2.3. Religious Practice and secularisation
The crisis might however have further surprises in store for us. While technological society, weak in terms of ideals, tends to expel the religious sense, it is not impossible that the current stalemate could open up to a return of the transcendent. What direction are we going in here? The data are as contradictory as they could be. Benedict XVI focuses relentlessly on the worrying weakening of religious practice in Europe , a phenomenon from which even the Muslim communities of the Continent do not seem to be exempt, according to various sociological studies. And yet the existence of realities that do not accord with this diagnosis is an equally evident sign – as, in my opinion, can be clearly observed in the United Kingdom as well. On the other hand, where the Muslim majority countries are concerned, religious practice seems to have reached one of the highest levels of their entire history, to the point that recently the jurist Yadh Ben Achour stigmatized what he defined as “religious indigestion” . All the more surprising, then, to hear the diagnosis of various analysts, among them the Tunisian scholar Abdel Majid Charfi, who spoke at the Oasis Committee this year of a secularisation, indeed of a ‘rampant’ secularisation, though masked behind a façade of formal religious practice.
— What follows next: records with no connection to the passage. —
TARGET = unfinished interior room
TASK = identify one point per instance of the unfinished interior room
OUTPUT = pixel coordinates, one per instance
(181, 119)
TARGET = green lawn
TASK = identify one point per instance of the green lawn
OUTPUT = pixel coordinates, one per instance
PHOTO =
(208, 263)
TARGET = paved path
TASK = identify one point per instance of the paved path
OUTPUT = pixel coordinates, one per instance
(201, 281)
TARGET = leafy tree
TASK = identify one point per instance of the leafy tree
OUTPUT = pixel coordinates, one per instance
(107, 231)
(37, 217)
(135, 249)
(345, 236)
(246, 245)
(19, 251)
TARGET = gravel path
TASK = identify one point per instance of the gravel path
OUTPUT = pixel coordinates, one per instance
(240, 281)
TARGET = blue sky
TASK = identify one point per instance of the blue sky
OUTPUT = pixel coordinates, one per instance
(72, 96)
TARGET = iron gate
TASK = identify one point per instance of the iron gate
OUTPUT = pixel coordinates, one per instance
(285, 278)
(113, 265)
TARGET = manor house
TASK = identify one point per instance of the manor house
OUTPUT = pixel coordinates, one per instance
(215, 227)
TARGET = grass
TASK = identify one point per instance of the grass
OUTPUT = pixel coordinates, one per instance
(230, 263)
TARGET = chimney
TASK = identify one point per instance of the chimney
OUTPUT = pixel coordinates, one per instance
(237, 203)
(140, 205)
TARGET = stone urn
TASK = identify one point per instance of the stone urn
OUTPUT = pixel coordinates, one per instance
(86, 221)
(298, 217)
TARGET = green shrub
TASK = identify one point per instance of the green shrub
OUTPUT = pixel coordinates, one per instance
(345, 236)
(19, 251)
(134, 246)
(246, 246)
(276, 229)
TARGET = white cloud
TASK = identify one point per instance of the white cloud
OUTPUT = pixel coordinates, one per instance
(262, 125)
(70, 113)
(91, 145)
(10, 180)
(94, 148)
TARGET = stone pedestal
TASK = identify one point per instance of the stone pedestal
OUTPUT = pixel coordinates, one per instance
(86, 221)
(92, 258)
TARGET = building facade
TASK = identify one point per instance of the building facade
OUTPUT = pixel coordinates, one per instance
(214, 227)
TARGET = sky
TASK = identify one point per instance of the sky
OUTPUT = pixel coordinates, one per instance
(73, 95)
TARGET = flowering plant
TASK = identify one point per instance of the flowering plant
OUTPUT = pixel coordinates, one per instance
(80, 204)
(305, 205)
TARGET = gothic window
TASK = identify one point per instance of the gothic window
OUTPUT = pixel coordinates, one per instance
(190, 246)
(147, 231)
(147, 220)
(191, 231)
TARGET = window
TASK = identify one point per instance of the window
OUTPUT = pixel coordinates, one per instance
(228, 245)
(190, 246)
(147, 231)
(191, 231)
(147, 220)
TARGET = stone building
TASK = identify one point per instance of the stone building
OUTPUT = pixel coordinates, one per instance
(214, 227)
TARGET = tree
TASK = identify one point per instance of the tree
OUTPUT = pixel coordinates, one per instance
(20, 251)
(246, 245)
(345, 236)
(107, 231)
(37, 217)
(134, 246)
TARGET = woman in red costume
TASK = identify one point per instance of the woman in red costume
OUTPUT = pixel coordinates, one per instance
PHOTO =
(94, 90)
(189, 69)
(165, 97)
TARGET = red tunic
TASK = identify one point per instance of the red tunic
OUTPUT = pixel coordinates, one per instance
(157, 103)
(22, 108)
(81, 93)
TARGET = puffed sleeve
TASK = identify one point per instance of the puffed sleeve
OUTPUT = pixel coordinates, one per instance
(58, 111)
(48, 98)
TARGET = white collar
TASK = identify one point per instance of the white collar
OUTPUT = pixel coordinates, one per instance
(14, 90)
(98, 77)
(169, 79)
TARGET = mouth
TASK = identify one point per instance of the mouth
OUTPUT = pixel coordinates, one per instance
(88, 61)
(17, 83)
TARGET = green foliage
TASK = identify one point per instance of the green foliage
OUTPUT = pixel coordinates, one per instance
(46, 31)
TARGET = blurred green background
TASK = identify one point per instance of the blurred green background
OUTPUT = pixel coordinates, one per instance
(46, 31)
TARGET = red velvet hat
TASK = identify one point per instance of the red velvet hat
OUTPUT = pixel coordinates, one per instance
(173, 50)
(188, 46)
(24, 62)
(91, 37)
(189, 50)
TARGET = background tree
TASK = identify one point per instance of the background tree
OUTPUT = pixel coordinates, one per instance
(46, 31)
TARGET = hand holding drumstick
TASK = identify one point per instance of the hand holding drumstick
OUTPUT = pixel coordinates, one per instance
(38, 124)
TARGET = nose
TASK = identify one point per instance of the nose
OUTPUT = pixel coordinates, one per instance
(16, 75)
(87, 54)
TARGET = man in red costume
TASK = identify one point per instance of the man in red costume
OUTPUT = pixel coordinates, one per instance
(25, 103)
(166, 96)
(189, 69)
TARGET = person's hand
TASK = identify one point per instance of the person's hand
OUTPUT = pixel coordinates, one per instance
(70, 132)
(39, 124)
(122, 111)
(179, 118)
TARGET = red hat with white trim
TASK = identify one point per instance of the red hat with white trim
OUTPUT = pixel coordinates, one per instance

I believe that a serious inquiry on this issue among both Christians and Muslims, would be of the greatest interest. Are we in a position to advance a detailed hypothesis on the so-called secularisation process, which in reality presents marked differences depending on the nation and the region in question, or do we adopt as our categories those of the finalistic reading of modernity, perhaps placing ourselves in opposition to it? As men of the religions, are we anti-modern or post-modern?
2.4. Ethical priorities
Finally, there is the area which might perhaps be the first to occur to people, I mean that of ethical questions. I have deliberately left it to the end, to avoid reducing the whole practice of the encounter between Christians and Muslims to the identification of some particular shared values that need to be protected. Without denying the value of such an approach, we need to recognise that by itself it would be restrictive on account of its essentially defensive nature. Nonetheless, it remains true that on numerous ethical questions Christians and Muslims, together with many other men and women, believers or not, can and so must work together, all the more so in that problems often manifest in almost identical ways in different places. The “controversy about the humanum” of which John Paul II spoke could eventuate in what Lewis called “the abolition of man”, and it would be absurd in a pluralist society to refuse to allow one single voice to be heard whenever possible. What is at stake is too important for us to allow ourselves such a luxury.